Too be honest in the same situation I would have "pretended" to have listened to the teachers wishes but ignored them. I would have NEVER taken the pt into the bathroom for suctioning not even once. I would have kept up the broken record technique of communication. Keep saying how t was not appropriate/dirty/isolating and discriminatory ( do you go to the bathroom every time you have to blow your nose?)
I try not to let the door be opened on bad behaviour
- Mar 3, '11 by juzmeHow about a portable curtain for privacy in the back of the classroom? If the school is for special needs children then surely this could be done. Where I use to work when one of our clients had a seizure, needed suctioned, etc. we would attend to their needs as another person just put the the curtain up(sorry, I forgot the actual name, but it is on whels and has two curtains you just open)it was so very convenient and gave much needed privacy for our clients:-)
- Mar 4, '11 by Blackcat99Thanks juzme. Mom had a talk with the school principal and said that she didn't want the child suctioned in the bathroom anymore. I was told that the principal had told the teacher about it. I arrived at the school and the principal had not talked to the teacher. I then told the teacher that I would not be suctioning in the bathroom. She was very upset and said "I have other children in this classroom that I need to think about. The teacher then said "There is probably more germs in the classroom than the bathroom". I said No, bathrooms are very dirty and have more germs. I said "Why don't I try suctioning in the back of the classroom. I told her that yes I knew the children would be curious at first but would probably lose interest once they got used to it." I then suctioned the child twice in the back of the class.
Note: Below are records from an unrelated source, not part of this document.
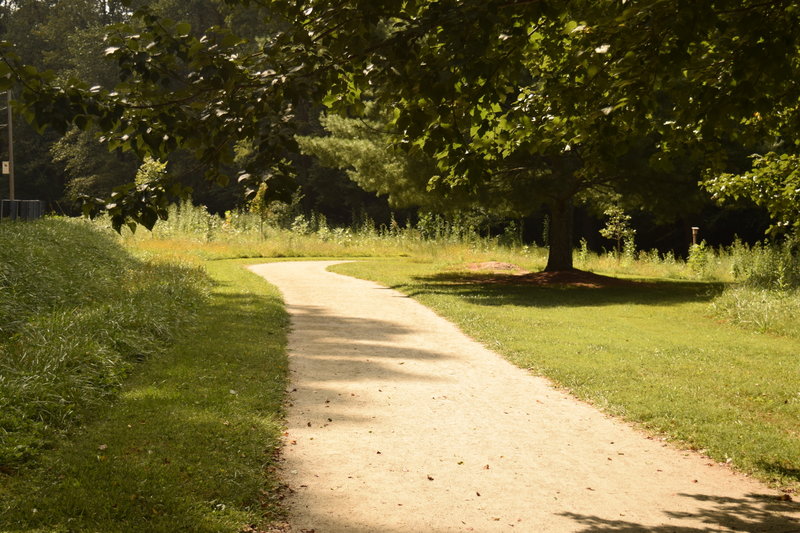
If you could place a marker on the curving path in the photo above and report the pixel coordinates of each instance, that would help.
(398, 422)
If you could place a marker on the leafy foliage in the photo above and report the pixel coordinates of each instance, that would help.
(542, 100)
(773, 183)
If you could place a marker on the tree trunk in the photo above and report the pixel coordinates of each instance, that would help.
(560, 236)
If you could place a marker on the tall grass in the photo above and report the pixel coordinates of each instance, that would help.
(76, 313)
(762, 279)
(766, 296)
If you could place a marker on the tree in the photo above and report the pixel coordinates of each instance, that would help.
(547, 101)
(773, 183)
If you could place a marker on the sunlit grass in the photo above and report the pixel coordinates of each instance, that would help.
(652, 354)
(189, 443)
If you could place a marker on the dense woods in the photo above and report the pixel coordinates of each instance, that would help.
(513, 110)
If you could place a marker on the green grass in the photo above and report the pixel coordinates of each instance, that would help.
(77, 312)
(651, 354)
(190, 441)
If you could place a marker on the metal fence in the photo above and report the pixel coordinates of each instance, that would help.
(21, 209)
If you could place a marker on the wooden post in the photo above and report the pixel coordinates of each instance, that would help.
(10, 148)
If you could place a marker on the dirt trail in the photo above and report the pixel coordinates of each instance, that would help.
(400, 423)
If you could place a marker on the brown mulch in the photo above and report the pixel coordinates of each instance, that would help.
(497, 272)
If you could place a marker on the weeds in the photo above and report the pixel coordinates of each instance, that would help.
(77, 313)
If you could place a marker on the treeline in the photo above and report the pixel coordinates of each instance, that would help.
(68, 37)
(366, 142)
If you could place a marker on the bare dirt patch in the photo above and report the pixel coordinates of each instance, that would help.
(498, 272)
(397, 422)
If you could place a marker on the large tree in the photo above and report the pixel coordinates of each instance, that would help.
(556, 99)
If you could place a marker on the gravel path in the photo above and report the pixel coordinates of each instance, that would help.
(400, 423)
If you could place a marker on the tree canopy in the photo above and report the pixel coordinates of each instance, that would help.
(549, 101)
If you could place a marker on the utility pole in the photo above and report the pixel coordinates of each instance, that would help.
(10, 148)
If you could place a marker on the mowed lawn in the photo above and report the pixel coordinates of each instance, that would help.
(650, 353)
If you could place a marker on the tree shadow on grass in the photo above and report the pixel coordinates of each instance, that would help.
(525, 291)
(753, 513)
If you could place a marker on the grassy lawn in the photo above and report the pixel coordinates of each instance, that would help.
(651, 354)
(190, 441)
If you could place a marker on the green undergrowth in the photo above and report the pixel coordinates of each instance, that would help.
(651, 353)
(189, 443)
(77, 313)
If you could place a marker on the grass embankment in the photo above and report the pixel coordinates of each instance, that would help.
(186, 440)
(649, 353)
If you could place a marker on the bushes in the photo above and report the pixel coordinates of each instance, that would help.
(76, 313)
(767, 295)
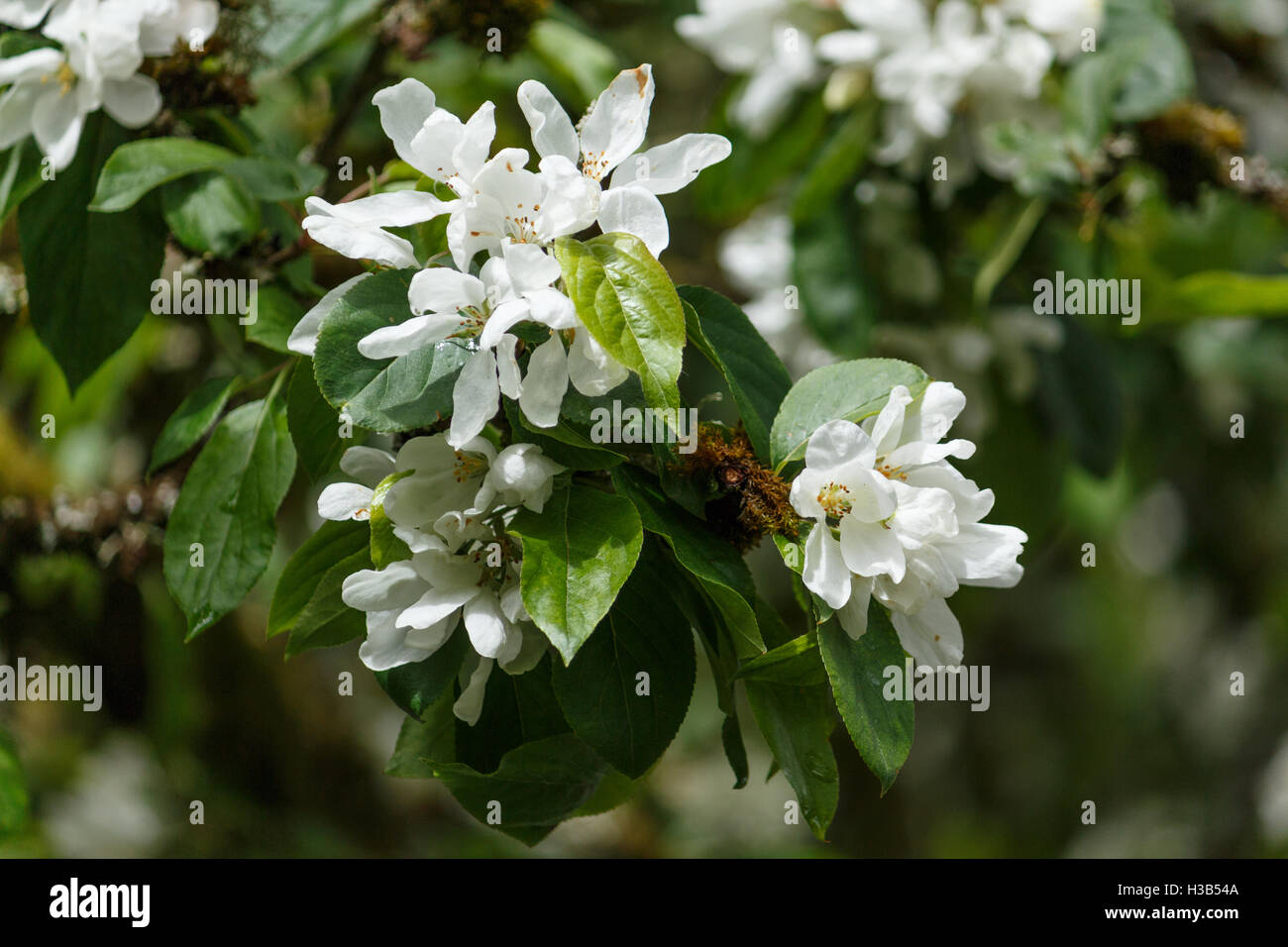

The teacher than reported me to the principal. The principal then attacked me and said that since I had to change his diaper in the bathroom why not just suction in the bathroom at that time too.
I finally had to be super assertive and had to keep repeating myself over and over. I said "His mother said that he is not be suctioned in the bathroom at any time. Therefore I absolutely will not be suctioning him in the bathroom . . Anyway, Mom will be attending a special school meeting soon. She said she is bringing 2 VIP's with her to the meeting. I think the curtain sounds like a good idea. Right now, the teacher and principal are insisting that the nurse take the patient outside the classroom and out in the hallway to do the suctioning.
- Mar 4, '11 by CloudySueSounds like the teacher is the one with the problem with it. Some people just cannot handle biological "ick". I know even some nurses cannot handle sputum. I have no problem w it, but I do have a problem with emesis. If I had to watch a kid vomit everyday I would be very upset and probably react in the way this teacher has been. The latest approach to special ed, mainstreaming, is not popular amongst many teachers who were educated before mainstreaming came about, and some teachers truly resent having to tailor their teaching to accomodate special needs kids. Too bad, this child has rights and the teacher is just going to have to suck it up (pun very much intended!)